What a comfort it is to learn that the makers of the new Brideshead Revisited tried to ignore the famous mini-series and "return to the book" for inspiration. This act of fidelity to what Waugh wrote would be slightly more impressive if they had actually decided to adapt what they found in its pages, rather than ... well, I'll let the filmmakers tell it:
As much as it is a story about a lost period of English history — a final shining moment before everything changed forever — “Brideshead” is a novel about the inexorable pull of Catholicism. The issues it raises are particularly relevant now, Mr. Brock said, though viewers may interpret what they see differently depending on the role of faith in their own lives ...

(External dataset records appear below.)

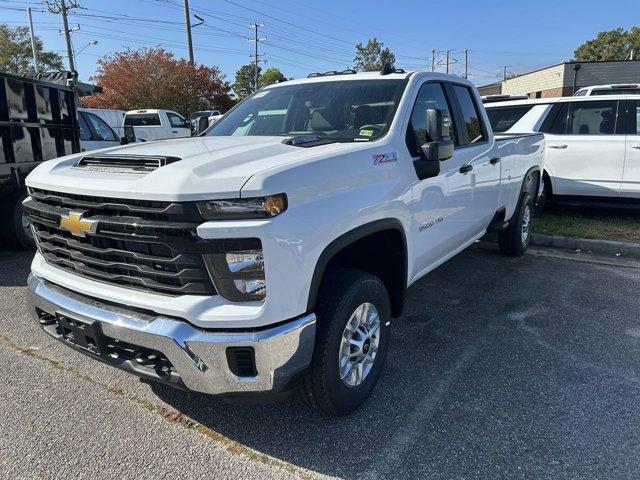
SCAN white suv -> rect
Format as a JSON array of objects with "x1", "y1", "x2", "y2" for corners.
[
  {"x1": 574, "y1": 84, "x2": 640, "y2": 96},
  {"x1": 486, "y1": 96, "x2": 640, "y2": 206}
]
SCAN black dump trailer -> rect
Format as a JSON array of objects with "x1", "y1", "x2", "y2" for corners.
[{"x1": 0, "y1": 72, "x2": 80, "y2": 249}]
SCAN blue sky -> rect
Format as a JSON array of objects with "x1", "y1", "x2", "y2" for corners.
[{"x1": 2, "y1": 0, "x2": 639, "y2": 85}]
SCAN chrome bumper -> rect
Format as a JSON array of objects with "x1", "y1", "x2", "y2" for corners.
[{"x1": 27, "y1": 275, "x2": 316, "y2": 395}]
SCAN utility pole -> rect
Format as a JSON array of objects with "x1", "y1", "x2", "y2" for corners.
[
  {"x1": 27, "y1": 7, "x2": 39, "y2": 74},
  {"x1": 431, "y1": 49, "x2": 436, "y2": 72},
  {"x1": 249, "y1": 22, "x2": 265, "y2": 92},
  {"x1": 46, "y1": 0, "x2": 79, "y2": 73},
  {"x1": 464, "y1": 49, "x2": 468, "y2": 79},
  {"x1": 502, "y1": 65, "x2": 510, "y2": 81},
  {"x1": 446, "y1": 50, "x2": 450, "y2": 74},
  {"x1": 183, "y1": 0, "x2": 194, "y2": 64}
]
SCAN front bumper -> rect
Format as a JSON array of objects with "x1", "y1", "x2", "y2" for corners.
[{"x1": 27, "y1": 275, "x2": 316, "y2": 395}]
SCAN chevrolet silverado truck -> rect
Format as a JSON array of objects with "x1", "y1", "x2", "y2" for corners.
[{"x1": 25, "y1": 69, "x2": 544, "y2": 415}]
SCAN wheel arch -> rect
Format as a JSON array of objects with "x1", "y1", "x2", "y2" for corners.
[{"x1": 306, "y1": 218, "x2": 408, "y2": 318}]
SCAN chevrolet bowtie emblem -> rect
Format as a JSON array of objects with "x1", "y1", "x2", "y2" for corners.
[{"x1": 59, "y1": 211, "x2": 97, "y2": 237}]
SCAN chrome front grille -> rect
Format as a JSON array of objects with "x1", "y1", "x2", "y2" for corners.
[{"x1": 25, "y1": 188, "x2": 216, "y2": 296}]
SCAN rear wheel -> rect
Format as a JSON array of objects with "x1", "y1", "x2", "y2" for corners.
[
  {"x1": 0, "y1": 191, "x2": 34, "y2": 250},
  {"x1": 301, "y1": 269, "x2": 391, "y2": 416},
  {"x1": 498, "y1": 192, "x2": 533, "y2": 257}
]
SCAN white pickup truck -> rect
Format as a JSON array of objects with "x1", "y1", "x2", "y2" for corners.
[
  {"x1": 123, "y1": 109, "x2": 191, "y2": 141},
  {"x1": 486, "y1": 95, "x2": 640, "y2": 207},
  {"x1": 24, "y1": 70, "x2": 543, "y2": 415}
]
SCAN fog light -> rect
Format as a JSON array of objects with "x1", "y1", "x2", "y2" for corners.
[{"x1": 203, "y1": 243, "x2": 266, "y2": 302}]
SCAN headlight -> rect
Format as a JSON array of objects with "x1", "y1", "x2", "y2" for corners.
[
  {"x1": 197, "y1": 194, "x2": 287, "y2": 220},
  {"x1": 203, "y1": 246, "x2": 266, "y2": 302}
]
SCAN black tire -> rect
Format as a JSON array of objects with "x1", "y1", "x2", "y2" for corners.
[
  {"x1": 0, "y1": 191, "x2": 35, "y2": 250},
  {"x1": 534, "y1": 174, "x2": 551, "y2": 214},
  {"x1": 498, "y1": 192, "x2": 533, "y2": 257},
  {"x1": 301, "y1": 269, "x2": 391, "y2": 416}
]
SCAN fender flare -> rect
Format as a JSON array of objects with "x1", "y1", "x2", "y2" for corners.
[{"x1": 306, "y1": 218, "x2": 408, "y2": 314}]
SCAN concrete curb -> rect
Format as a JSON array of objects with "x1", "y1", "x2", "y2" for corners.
[{"x1": 531, "y1": 233, "x2": 640, "y2": 259}]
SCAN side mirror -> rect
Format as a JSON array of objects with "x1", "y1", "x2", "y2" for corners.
[
  {"x1": 196, "y1": 116, "x2": 210, "y2": 135},
  {"x1": 414, "y1": 108, "x2": 454, "y2": 180},
  {"x1": 120, "y1": 125, "x2": 136, "y2": 145}
]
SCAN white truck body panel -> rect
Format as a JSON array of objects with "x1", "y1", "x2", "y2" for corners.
[{"x1": 123, "y1": 109, "x2": 191, "y2": 141}]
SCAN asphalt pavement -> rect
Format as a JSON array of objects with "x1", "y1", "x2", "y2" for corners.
[{"x1": 1, "y1": 245, "x2": 640, "y2": 479}]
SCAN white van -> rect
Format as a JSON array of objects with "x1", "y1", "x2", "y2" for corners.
[
  {"x1": 123, "y1": 109, "x2": 191, "y2": 141},
  {"x1": 486, "y1": 96, "x2": 640, "y2": 206}
]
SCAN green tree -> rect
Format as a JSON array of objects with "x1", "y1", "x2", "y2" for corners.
[
  {"x1": 353, "y1": 38, "x2": 396, "y2": 72},
  {"x1": 260, "y1": 67, "x2": 286, "y2": 87},
  {"x1": 574, "y1": 27, "x2": 640, "y2": 61},
  {"x1": 0, "y1": 24, "x2": 63, "y2": 75},
  {"x1": 234, "y1": 63, "x2": 261, "y2": 100}
]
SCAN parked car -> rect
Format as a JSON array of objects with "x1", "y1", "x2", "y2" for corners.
[
  {"x1": 486, "y1": 95, "x2": 640, "y2": 207},
  {"x1": 77, "y1": 108, "x2": 122, "y2": 152},
  {"x1": 24, "y1": 70, "x2": 544, "y2": 415},
  {"x1": 80, "y1": 108, "x2": 126, "y2": 137},
  {"x1": 573, "y1": 84, "x2": 640, "y2": 96},
  {"x1": 123, "y1": 109, "x2": 191, "y2": 141},
  {"x1": 481, "y1": 94, "x2": 529, "y2": 103},
  {"x1": 0, "y1": 71, "x2": 81, "y2": 249}
]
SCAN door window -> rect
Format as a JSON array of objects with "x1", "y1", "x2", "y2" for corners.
[
  {"x1": 630, "y1": 101, "x2": 640, "y2": 134},
  {"x1": 167, "y1": 112, "x2": 187, "y2": 128},
  {"x1": 83, "y1": 112, "x2": 118, "y2": 141},
  {"x1": 544, "y1": 101, "x2": 619, "y2": 135},
  {"x1": 405, "y1": 82, "x2": 456, "y2": 157},
  {"x1": 451, "y1": 85, "x2": 487, "y2": 145}
]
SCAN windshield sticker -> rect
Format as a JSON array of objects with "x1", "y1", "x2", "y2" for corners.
[
  {"x1": 252, "y1": 90, "x2": 270, "y2": 99},
  {"x1": 359, "y1": 129, "x2": 374, "y2": 137},
  {"x1": 373, "y1": 152, "x2": 397, "y2": 165}
]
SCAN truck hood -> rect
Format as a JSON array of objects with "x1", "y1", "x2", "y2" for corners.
[{"x1": 26, "y1": 136, "x2": 361, "y2": 201}]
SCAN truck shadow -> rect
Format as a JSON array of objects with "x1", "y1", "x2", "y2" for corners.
[
  {"x1": 0, "y1": 250, "x2": 33, "y2": 287},
  {"x1": 148, "y1": 247, "x2": 549, "y2": 478}
]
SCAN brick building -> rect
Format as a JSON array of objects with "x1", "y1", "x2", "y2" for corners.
[{"x1": 478, "y1": 60, "x2": 640, "y2": 98}]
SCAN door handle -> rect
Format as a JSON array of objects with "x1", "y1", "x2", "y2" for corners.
[
  {"x1": 490, "y1": 157, "x2": 500, "y2": 165},
  {"x1": 459, "y1": 164, "x2": 473, "y2": 174},
  {"x1": 172, "y1": 130, "x2": 178, "y2": 133},
  {"x1": 548, "y1": 144, "x2": 567, "y2": 149},
  {"x1": 630, "y1": 144, "x2": 640, "y2": 149}
]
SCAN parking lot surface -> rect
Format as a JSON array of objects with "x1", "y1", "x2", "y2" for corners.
[{"x1": 1, "y1": 245, "x2": 640, "y2": 479}]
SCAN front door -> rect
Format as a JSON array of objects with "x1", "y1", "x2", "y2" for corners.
[
  {"x1": 542, "y1": 100, "x2": 625, "y2": 198},
  {"x1": 405, "y1": 81, "x2": 475, "y2": 277},
  {"x1": 166, "y1": 112, "x2": 191, "y2": 138}
]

“In that tug between individual freedom and fundamentalist religion, there’s a story that’s apposite for our time,” Mr. Brock said. “In the modern age that’s something we’re all dealing with.”

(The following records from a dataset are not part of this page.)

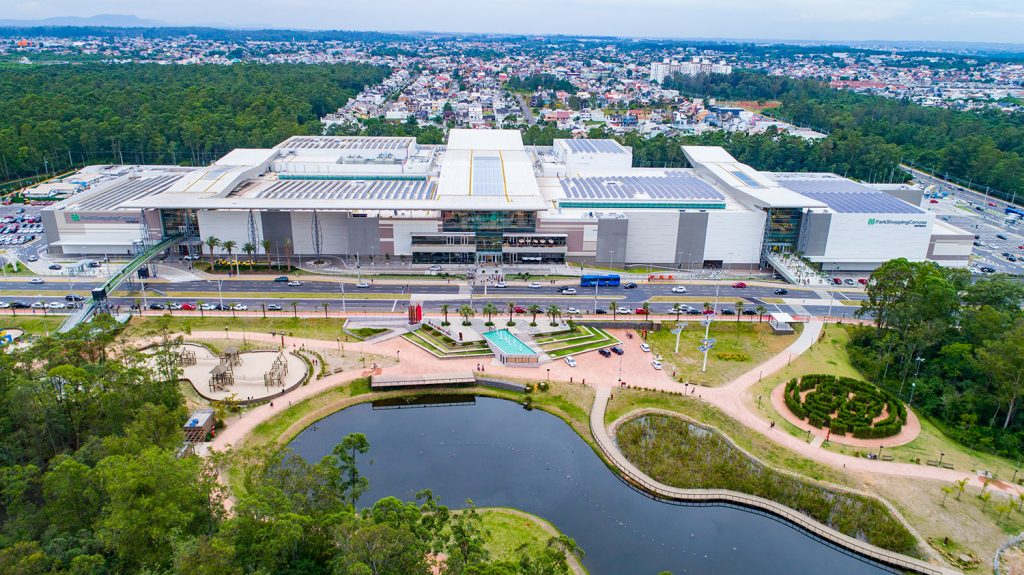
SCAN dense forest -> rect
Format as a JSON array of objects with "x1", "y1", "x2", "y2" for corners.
[
  {"x1": 0, "y1": 318, "x2": 578, "y2": 574},
  {"x1": 852, "y1": 260, "x2": 1024, "y2": 458},
  {"x1": 665, "y1": 71, "x2": 1024, "y2": 202},
  {"x1": 0, "y1": 63, "x2": 387, "y2": 180}
]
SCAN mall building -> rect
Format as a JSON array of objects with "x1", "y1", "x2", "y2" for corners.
[{"x1": 40, "y1": 129, "x2": 972, "y2": 273}]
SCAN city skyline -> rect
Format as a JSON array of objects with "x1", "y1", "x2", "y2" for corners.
[{"x1": 2, "y1": 0, "x2": 1024, "y2": 45}]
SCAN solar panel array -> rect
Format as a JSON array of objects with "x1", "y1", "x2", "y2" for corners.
[
  {"x1": 75, "y1": 175, "x2": 183, "y2": 211},
  {"x1": 256, "y1": 179, "x2": 436, "y2": 202},
  {"x1": 280, "y1": 136, "x2": 413, "y2": 150},
  {"x1": 779, "y1": 179, "x2": 924, "y2": 214},
  {"x1": 472, "y1": 156, "x2": 505, "y2": 197},
  {"x1": 725, "y1": 168, "x2": 766, "y2": 189},
  {"x1": 563, "y1": 139, "x2": 626, "y2": 154},
  {"x1": 559, "y1": 175, "x2": 725, "y2": 202}
]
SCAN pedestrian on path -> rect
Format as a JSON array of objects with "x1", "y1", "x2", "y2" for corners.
[{"x1": 770, "y1": 420, "x2": 775, "y2": 429}]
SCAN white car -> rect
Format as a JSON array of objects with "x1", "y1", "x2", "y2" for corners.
[
  {"x1": 528, "y1": 282, "x2": 542, "y2": 289},
  {"x1": 494, "y1": 282, "x2": 508, "y2": 288},
  {"x1": 231, "y1": 304, "x2": 248, "y2": 311},
  {"x1": 640, "y1": 343, "x2": 651, "y2": 352},
  {"x1": 29, "y1": 278, "x2": 44, "y2": 284},
  {"x1": 428, "y1": 265, "x2": 442, "y2": 272},
  {"x1": 564, "y1": 356, "x2": 577, "y2": 368},
  {"x1": 355, "y1": 282, "x2": 370, "y2": 288},
  {"x1": 0, "y1": 302, "x2": 9, "y2": 309},
  {"x1": 168, "y1": 303, "x2": 183, "y2": 310},
  {"x1": 560, "y1": 288, "x2": 577, "y2": 295},
  {"x1": 287, "y1": 280, "x2": 303, "y2": 286},
  {"x1": 267, "y1": 303, "x2": 283, "y2": 311},
  {"x1": 47, "y1": 302, "x2": 66, "y2": 309},
  {"x1": 671, "y1": 286, "x2": 688, "y2": 293},
  {"x1": 30, "y1": 301, "x2": 45, "y2": 309},
  {"x1": 651, "y1": 360, "x2": 663, "y2": 370},
  {"x1": 200, "y1": 303, "x2": 217, "y2": 311},
  {"x1": 616, "y1": 306, "x2": 631, "y2": 314},
  {"x1": 565, "y1": 307, "x2": 581, "y2": 314}
]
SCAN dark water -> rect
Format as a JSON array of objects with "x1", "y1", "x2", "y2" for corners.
[{"x1": 288, "y1": 396, "x2": 895, "y2": 575}]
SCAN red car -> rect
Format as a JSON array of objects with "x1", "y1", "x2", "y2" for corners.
[
  {"x1": 702, "y1": 308, "x2": 716, "y2": 315},
  {"x1": 929, "y1": 199, "x2": 939, "y2": 204},
  {"x1": 634, "y1": 307, "x2": 649, "y2": 315},
  {"x1": 732, "y1": 282, "x2": 747, "y2": 288},
  {"x1": 833, "y1": 278, "x2": 843, "y2": 285},
  {"x1": 989, "y1": 202, "x2": 997, "y2": 207},
  {"x1": 857, "y1": 278, "x2": 868, "y2": 286},
  {"x1": 513, "y1": 305, "x2": 526, "y2": 313},
  {"x1": 180, "y1": 303, "x2": 196, "y2": 311}
]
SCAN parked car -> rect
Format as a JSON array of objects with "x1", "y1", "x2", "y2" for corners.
[
  {"x1": 732, "y1": 282, "x2": 746, "y2": 288},
  {"x1": 355, "y1": 282, "x2": 370, "y2": 288},
  {"x1": 857, "y1": 278, "x2": 868, "y2": 285},
  {"x1": 274, "y1": 276, "x2": 289, "y2": 282},
  {"x1": 616, "y1": 306, "x2": 631, "y2": 314},
  {"x1": 721, "y1": 309, "x2": 736, "y2": 315},
  {"x1": 513, "y1": 305, "x2": 527, "y2": 313},
  {"x1": 181, "y1": 303, "x2": 196, "y2": 311},
  {"x1": 743, "y1": 309, "x2": 757, "y2": 315},
  {"x1": 974, "y1": 241, "x2": 983, "y2": 246},
  {"x1": 832, "y1": 278, "x2": 843, "y2": 285},
  {"x1": 651, "y1": 360, "x2": 663, "y2": 370},
  {"x1": 200, "y1": 303, "x2": 217, "y2": 311},
  {"x1": 598, "y1": 348, "x2": 612, "y2": 358},
  {"x1": 149, "y1": 303, "x2": 166, "y2": 310},
  {"x1": 929, "y1": 199, "x2": 939, "y2": 204},
  {"x1": 997, "y1": 234, "x2": 1008, "y2": 240},
  {"x1": 30, "y1": 301, "x2": 45, "y2": 309},
  {"x1": 634, "y1": 307, "x2": 649, "y2": 315},
  {"x1": 610, "y1": 346, "x2": 625, "y2": 355},
  {"x1": 47, "y1": 302, "x2": 65, "y2": 309},
  {"x1": 594, "y1": 308, "x2": 607, "y2": 314},
  {"x1": 773, "y1": 288, "x2": 788, "y2": 295},
  {"x1": 844, "y1": 279, "x2": 855, "y2": 285},
  {"x1": 564, "y1": 356, "x2": 577, "y2": 368},
  {"x1": 623, "y1": 282, "x2": 638, "y2": 289},
  {"x1": 428, "y1": 265, "x2": 442, "y2": 272},
  {"x1": 0, "y1": 302, "x2": 8, "y2": 309},
  {"x1": 267, "y1": 303, "x2": 283, "y2": 311},
  {"x1": 10, "y1": 301, "x2": 28, "y2": 309},
  {"x1": 48, "y1": 264, "x2": 61, "y2": 270},
  {"x1": 168, "y1": 303, "x2": 183, "y2": 310},
  {"x1": 565, "y1": 307, "x2": 581, "y2": 314},
  {"x1": 65, "y1": 294, "x2": 84, "y2": 302},
  {"x1": 671, "y1": 286, "x2": 687, "y2": 293},
  {"x1": 494, "y1": 282, "x2": 508, "y2": 288},
  {"x1": 231, "y1": 304, "x2": 248, "y2": 311},
  {"x1": 640, "y1": 343, "x2": 651, "y2": 352},
  {"x1": 528, "y1": 282, "x2": 542, "y2": 289},
  {"x1": 980, "y1": 266, "x2": 997, "y2": 273}
]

An important divergence in tone from Waugh’s novel, Mr. Jarrold said, comes in the closing scene, when Charles — now back at Brideshead during World War II — talks to Lieutenant Hooper, a fellow soldier who has a rough accent and the forthright views of a modern man unimpressed by the aristocracy. How to portray him led to long discussions about the way that Waugh “is sometimes profoundly undemocratic” and disdainful of Hooper and what he represents, Mr. Jerrold said.
In the book Hooper is “described as a traveling salesman with a wet handshake,” he said. “But he’s the future of England, and the hope of the 1945 generation, and we’ve put a positive spin on him.”
We’ve put a positive spin on him ... I love it! And so would Waugh, I suspect, since the two men sound, frankly, less like real-life Hollywood boobs than like Wavian caricatures of the same. Catholicism is wicked and fundamentalist, Hooper is the hope of the future - but of course they're being very faithful to the book!